I. Czasy mamy teraz jakieś niespokojne – te w Polsce naszej też. Co zrobić, aby one tak mocno nas nie dołowały? Jak „uciec” przed przeróżnymi informacjami, które podważają wypowiedzi innych. A ci inni chcą, abyśmy uwierzyli w szczerość i autentyczność właśnie tych słów? Tak do końca przed tym wszystkim nie da się uciec, bo jakąś wiadomość usłyszymy przypadkiem, ktoś nam ją przekaże. Ale w tym dziele filtracji przeróżnych wiadomości, możemy sobie pomóc. Jak można to uczynić?
Przez wprowadzenie pewnych zasad w codzienność życia. Po przebudzeniu spróbujmy odmówić krótką modlitwę: podziękujmy za noc przespaną i prośmy o dobry dzień; następnie odmówmy „Ojcze nasz”. Można przeczytać fragment Ewangelii – zamiast włączyć radio. Po takim krótkim spotkaniu z Bogiem, przygotowujemy się do przeżycia dnia: toaleta, śniadanie, … Tak przygotowani udajemy się do pracy, czy też podejmujemy inne zajęcia przewidziane w tym dniu.
Chcąc uniknąć zderzenia z niepotrzebnymi wiadomościami, w ciągu kolejnych godzin, zacznijmy dokonywać wyborów, które uważamy za dobre dla mnie i moich najbliższych. Dzień zakończmy krótkim uwielbieniem Pana Boga, przeproszeniem za błędy. Z uwagą można odmówić także modlitwę „Zdrowaś Maryjo”, czy też inną przez siebie wybraną.
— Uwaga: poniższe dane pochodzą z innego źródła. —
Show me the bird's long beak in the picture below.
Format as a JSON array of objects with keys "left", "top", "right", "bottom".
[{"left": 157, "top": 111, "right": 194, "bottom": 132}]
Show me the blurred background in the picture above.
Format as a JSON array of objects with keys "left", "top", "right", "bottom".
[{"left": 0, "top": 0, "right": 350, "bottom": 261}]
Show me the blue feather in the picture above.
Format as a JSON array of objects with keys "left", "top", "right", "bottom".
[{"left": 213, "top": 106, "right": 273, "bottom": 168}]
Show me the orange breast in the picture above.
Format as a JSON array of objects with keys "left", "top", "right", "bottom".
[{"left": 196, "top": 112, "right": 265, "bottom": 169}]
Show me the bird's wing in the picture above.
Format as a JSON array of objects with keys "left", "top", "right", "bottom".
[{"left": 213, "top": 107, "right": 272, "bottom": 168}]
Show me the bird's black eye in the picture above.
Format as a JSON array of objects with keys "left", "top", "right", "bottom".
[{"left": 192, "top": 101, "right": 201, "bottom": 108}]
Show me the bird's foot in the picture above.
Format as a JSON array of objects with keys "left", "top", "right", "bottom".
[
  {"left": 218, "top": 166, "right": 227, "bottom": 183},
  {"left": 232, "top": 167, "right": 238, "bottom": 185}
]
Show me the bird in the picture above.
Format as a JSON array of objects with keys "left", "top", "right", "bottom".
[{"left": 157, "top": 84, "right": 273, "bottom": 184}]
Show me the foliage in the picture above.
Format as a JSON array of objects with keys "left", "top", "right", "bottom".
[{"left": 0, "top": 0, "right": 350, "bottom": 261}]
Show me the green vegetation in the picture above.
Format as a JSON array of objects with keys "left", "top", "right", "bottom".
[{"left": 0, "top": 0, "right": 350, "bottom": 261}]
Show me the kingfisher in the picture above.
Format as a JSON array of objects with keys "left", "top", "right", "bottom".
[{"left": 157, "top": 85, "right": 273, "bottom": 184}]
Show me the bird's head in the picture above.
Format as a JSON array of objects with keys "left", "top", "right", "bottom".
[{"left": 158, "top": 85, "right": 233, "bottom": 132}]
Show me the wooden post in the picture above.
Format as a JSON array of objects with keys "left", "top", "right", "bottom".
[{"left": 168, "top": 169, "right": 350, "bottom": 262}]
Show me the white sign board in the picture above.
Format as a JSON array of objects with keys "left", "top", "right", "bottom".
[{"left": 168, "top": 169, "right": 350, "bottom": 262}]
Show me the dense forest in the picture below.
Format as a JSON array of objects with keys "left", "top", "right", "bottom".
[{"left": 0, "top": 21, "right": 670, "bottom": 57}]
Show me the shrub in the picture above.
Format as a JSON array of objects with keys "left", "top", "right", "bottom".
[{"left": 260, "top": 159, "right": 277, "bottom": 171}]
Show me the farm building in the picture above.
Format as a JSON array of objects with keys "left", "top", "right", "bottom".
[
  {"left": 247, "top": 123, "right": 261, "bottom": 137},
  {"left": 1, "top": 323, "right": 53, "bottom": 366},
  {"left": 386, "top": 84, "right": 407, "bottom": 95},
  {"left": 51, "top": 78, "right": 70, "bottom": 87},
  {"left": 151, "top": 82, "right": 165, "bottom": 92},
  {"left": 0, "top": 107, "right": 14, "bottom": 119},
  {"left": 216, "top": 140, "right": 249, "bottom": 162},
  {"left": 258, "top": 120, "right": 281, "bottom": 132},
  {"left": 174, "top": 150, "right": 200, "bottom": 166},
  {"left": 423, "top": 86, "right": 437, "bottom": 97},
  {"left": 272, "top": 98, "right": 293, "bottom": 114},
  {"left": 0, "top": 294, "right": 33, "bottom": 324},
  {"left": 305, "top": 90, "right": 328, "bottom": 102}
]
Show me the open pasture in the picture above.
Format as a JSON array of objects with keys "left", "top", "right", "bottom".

To tylko taka moja rada, propozycja. Każdy z nas ma możliwość ustawienia pewnych spraw w ciągu dnia według swojego pomysłu. Warto zacząć praktykować ową umiejętność dokonywania wyborów, kierując się swoją wolnością i odpowiedzialnością. Wszyscy ci, którzy pracują w instytucjach, firmach, fabrykach, …, przyjmują porządek, jaki praca wnosi w każdy dzień. Ale to wszystko, co jest poza tym, należy już do nas. To my odpowiadamy za organizację tego czasu.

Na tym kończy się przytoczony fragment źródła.